Não são teus lugares, talvez só as pedras do calçamento.
Não são as avenidas congestionadas, mas as ruelas do centro.
Não são os carros de cem mil dólares, são as carroças furtivas.
Não são teus parques lotados, mas as árvores tombadas,
os monumentos sem placa, tua forma em “v” desviando a passagem
[do vento.
Não são os dias de chuva em que me flagras na rua,
nem os de calor, nem de frio, nem de sol.
Muito menos é o pôr do sol, que é só um entre tantos, eu sinto dizer.
Só te conhece quem te caminha, Porto Alegre, e quanto menos
reconheces pequena que és, mais te avizinhas
àqueles que já não estão aqui e que, entretanto, nunca te deixarão.
Talvez estejas só de passagem em algum ponto remoto
na Ponte da Azenha, na Praça da Alfândega, no Pronto Socorro.
Num momento não combinado e nos acenamos de longe e prometemos
[falar.
Às vezes, parece que te falta alguma coisa, sei lá, identidade.
Como o desbotado das cidades da fronteira ou os jardins da serra,
mas talvez não precises disso, nem de que ninguém te lembre disso
e nem queiras ser a história “em pessoa” e nem palco dela.
Deixas, pelo contrário, que ela escorra como inundação
acumulada de garoa em garoa, demorando nas várzeas,
e molhe as vidraças de repente, numa mudança brusca do vento
e vire de ponta a cabeça os guarda-chuvas
e amanheça dentro da janela do ônibus que vem da Restinga ou Belém.
Teu aconchego áspero, Porto Alegre, não se mostra na TV nem vai pelo
[rádio,
não se escreve ou guarda em museu. Tu não deixarias
tua melhor imagem ceder à decomposição do tempo.
De madrugada, os mendigos das ruas te assobiam como se fosses
[uma dama,
mas não lhes dás ouvidos. O dia deve começar mais uma vez,
e mais uma vez, e mais uma vez, e assim para sempre. Pavimentada no
saibro e em azulejos remotos, ninguém te governa.
O outono te entrega em mãos para que se consiga viver por aqui,
no inverno, sob as cobertas, e então eu posso pensar em ti.

Porto Alegre, 2 (2015)
Não estou podendo mais falar contigo.
O que há contigo?
O que dizes?
É sobre algo que esteja nas ruas?
Essas tuas palavras, o que elas são?
Farelos nas calçadas mendigas?
Vômitos? Cacos de vidro? Pessoas?
E essa fumaça toda amiúde a mascarar o céu
nessa face tristonha que mal se mostra?
Quando te assumirás novamente?
Em abril?
Até lá, sobrevive, por favor,
para que eu sobreviva em ti.
Às vezes não suporto mais teu sotaque.
Tua sujeira está entrando em mim
e ninguém vem te limpar.
Te acumulas demais,
às vezes até em ti mesma,
para onde ninguém quer olhar.
Nem a chuva tem lavado direito o teu chão.

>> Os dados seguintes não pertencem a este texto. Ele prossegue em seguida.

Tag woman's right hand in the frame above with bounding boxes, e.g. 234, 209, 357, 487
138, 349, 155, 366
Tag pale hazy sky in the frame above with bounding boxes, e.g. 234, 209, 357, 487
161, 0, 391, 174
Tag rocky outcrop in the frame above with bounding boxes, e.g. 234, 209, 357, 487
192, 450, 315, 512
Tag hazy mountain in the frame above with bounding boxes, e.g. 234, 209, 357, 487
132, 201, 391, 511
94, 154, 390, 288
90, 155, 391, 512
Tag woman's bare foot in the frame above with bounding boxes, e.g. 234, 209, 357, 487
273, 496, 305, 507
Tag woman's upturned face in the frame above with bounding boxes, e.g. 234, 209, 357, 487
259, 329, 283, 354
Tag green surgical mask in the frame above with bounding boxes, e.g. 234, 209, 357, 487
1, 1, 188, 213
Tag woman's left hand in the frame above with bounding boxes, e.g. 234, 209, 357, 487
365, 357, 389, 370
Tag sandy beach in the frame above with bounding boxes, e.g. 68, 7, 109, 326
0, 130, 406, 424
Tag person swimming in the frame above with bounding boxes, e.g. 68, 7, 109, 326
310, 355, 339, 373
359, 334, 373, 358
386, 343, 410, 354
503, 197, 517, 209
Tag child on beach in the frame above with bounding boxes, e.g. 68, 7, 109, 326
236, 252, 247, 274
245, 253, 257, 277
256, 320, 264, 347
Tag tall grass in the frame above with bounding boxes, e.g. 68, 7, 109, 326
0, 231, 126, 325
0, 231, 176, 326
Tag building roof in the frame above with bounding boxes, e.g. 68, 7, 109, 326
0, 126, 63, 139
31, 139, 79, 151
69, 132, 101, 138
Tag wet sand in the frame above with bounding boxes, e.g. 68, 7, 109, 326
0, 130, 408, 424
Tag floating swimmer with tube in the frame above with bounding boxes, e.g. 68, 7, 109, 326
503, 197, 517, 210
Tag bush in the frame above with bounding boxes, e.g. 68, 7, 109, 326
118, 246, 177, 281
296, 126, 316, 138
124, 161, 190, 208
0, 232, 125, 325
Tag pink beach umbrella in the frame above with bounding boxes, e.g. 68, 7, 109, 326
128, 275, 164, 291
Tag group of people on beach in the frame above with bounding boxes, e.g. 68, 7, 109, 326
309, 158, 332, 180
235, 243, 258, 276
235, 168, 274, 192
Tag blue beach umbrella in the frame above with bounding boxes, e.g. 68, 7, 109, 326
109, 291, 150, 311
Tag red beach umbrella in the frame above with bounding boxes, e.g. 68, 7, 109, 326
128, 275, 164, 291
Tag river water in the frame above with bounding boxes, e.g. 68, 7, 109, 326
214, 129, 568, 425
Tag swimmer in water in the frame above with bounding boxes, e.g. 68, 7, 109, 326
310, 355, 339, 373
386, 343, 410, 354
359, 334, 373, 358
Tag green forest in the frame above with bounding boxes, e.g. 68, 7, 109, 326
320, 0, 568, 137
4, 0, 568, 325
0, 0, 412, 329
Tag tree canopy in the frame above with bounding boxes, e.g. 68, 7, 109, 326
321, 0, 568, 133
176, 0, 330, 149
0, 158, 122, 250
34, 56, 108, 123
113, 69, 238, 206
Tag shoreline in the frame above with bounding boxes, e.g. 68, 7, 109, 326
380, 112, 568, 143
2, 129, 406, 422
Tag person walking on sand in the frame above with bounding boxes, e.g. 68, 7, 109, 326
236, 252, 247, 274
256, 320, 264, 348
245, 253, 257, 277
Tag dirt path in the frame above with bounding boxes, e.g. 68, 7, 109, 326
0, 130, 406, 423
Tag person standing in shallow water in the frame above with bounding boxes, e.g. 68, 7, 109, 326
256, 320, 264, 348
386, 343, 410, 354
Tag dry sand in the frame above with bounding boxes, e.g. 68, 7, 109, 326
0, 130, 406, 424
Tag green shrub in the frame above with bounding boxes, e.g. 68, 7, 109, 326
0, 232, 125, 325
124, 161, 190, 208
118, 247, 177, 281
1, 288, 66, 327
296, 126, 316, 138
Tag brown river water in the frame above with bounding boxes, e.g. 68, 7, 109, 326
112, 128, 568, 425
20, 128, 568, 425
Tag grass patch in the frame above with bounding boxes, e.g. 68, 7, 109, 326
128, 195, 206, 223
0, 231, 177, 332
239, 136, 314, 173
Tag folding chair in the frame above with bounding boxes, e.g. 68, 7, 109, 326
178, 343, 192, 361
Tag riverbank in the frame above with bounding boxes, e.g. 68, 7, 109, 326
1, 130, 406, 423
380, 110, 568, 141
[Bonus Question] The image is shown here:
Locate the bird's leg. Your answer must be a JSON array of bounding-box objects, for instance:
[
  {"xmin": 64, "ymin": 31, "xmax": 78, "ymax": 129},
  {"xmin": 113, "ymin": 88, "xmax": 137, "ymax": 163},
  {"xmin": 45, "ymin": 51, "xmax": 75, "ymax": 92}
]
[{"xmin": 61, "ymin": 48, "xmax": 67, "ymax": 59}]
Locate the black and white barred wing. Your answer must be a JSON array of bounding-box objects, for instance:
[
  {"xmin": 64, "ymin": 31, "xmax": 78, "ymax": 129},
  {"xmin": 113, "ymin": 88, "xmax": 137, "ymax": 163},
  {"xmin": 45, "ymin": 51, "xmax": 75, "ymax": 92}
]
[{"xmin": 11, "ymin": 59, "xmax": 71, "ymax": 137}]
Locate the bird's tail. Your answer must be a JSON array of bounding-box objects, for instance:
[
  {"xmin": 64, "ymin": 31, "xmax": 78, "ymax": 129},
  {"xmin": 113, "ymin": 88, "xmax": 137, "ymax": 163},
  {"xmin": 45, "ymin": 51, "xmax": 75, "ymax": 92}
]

Não posso falar contigo mais. Não te entendo
ou talvez não queira entender. Não sei. Pouco importa.
Devo estar velho demais para ti.
Acho que não tenho mais nada a te dar.
Teus encantos também estão todos vencidos
como cláusulas de um contrato sem efeito
que rompeste comigo
só por romper.
E eu para ti sou apenas mais um visitante.
Alguém que parece distante demais
e de quem nem queres saber.
Tu queres ser, Porto Alegre,
como uma cidade castelhana,
mas não consegues ser arrogante, coitada de ti.
Ou então alguma coisa ainda mais impossível
para o que és, de verdade.
E vais me iludindo,
prometendo mundos e fundos
e coisas que a bem da verdade não tens
e das quais antes eu não costumava importar-me,
mas hoje me faltam e eu quero. Quero para ti.
Mas, quando penso, eu quase não te suporto mais.
Pelo menos não assim como queres parecer.
Sem mais requintes, nua em pelo,
como uma falsa louca.
E essas pessoas que dizem que te amam
elas nunca estão aqui, nunca estão em lugar nenhum,
dentro de si mesmas, indo-se embora
justamente quando tu ficas. E ficas.
Como alguém a ser encontrado.
Eu só te entendo quando te dispenso, Porto Alegre.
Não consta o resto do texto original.